20/07/2026
La discrimination s'apprend en un jour — le lien humain aussi
Le lendemain de l'assassinat de Martin Luther King, en 1968, une institutrice américaine nommée Jane Elliott entre dans sa classe. Tous ses élèves sont blancs, et elle se demande comment leur faire comprendre, dans leur chair, ce qu'est le racisme. Elle a alors une idée.
Elle divise la classe en deux groupes : d'un côté les enfants aux yeux bleus, de l'autre ceux aux yeux marrons. Puis elle annonce une chose qui va marquer leur vie : les yeux bleus sont supérieurs — plus intelligents, plus propres, meilleurs. Elle distribue des colliers en tissu marron, à porter par les enfants aux yeux marrons, pour qu'on puisse les identifier de loin. Nouvelles règles : les yeux bleus ont cinq minutes de récréation en plus, se servent deux fois au déjeuner, s'assoient devant. Les yeux marrons s'assoient au fond, ne boivent pas à la même fontaine, ne jouent pas avec les autres.

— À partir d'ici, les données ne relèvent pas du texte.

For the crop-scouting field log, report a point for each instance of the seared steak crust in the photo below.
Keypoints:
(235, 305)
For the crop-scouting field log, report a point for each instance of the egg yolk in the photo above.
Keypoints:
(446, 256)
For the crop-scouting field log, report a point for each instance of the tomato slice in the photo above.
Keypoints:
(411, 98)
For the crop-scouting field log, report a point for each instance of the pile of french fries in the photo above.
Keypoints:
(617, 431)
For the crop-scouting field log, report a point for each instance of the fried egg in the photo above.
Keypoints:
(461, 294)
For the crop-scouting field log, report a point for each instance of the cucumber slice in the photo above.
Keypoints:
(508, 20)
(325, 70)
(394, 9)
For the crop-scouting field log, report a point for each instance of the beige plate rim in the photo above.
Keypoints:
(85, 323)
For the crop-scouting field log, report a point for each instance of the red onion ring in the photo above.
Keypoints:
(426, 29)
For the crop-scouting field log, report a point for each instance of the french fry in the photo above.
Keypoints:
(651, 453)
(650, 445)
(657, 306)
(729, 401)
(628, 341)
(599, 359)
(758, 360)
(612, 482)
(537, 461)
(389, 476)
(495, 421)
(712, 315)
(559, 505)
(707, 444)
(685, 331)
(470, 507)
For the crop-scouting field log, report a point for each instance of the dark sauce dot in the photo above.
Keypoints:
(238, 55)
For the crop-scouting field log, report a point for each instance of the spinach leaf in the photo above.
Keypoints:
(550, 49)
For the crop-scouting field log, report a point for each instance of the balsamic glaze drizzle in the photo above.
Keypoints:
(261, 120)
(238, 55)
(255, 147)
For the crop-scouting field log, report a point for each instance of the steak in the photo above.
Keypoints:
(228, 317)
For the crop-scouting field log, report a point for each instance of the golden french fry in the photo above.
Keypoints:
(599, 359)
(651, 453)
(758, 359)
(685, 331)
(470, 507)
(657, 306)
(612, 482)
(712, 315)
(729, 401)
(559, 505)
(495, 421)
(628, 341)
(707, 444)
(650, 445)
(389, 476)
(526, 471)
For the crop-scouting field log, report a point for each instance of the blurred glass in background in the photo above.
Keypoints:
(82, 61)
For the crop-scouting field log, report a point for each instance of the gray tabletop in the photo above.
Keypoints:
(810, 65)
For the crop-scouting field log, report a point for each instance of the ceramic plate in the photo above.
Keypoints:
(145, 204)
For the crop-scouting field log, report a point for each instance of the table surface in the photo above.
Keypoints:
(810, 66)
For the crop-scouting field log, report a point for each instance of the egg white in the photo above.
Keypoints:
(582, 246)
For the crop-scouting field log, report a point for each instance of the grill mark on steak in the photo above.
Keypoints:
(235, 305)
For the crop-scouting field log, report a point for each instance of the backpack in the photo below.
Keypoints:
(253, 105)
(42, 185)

En quelques heures, quelque chose de terrifiant se produit. Les enfants aux yeux bleus deviennent arrogants, moqueurs. Les enfants aux yeux marrons deviennent timides, soumis, tristes. Lors d'un test de mathématiques, les yeux bleus excellent, les yeux marrons échouent — alors qu'ils étaient tous au même niveau la semaine précédente. Le lendemain, l'institutrice inverse les rôles. Les yeux marrons deviennent « supérieurs » à leur tour, et se vengent avec la même cruauté que celle qu'ils viennent de subir.
À la fin de l'expérience, elle demande à ses élèves : « Comment vous sentez-vous ? » Une fillette confie s'être sentie sale, bête, moins que rien. Un garçon dit avoir détesté ses propres yeux. Elle s'agenouille alors devant eux : « Ce que vous avez vécu pendant deux jours, des millions de personnes le vivent toute leur vie à cause de la couleur de leur peau. J'ai créé une différence imaginaire entre vous. Le racisme, c'est ça : inventer des différences qui n'existent pas, et détruire des gens à cause de ce mensonge. »
Ce que le Nous-isme retient de cette leçon
Le Manifeste de la Voie du « Nous » nomme l'Illusion du Je : la croyance que l'être humain se définit par ce qui le sépare des autres, plutôt que par ce qui le relie. L'expérience de Jane Elliott en est la démonstration la plus brutale et la plus rapide qu'on connaisse — il n'a fallu qu'une phrase, un collier de tissu, pour transformer des enfants qui jouaient ensemble la veille en bourreaux et en victimes.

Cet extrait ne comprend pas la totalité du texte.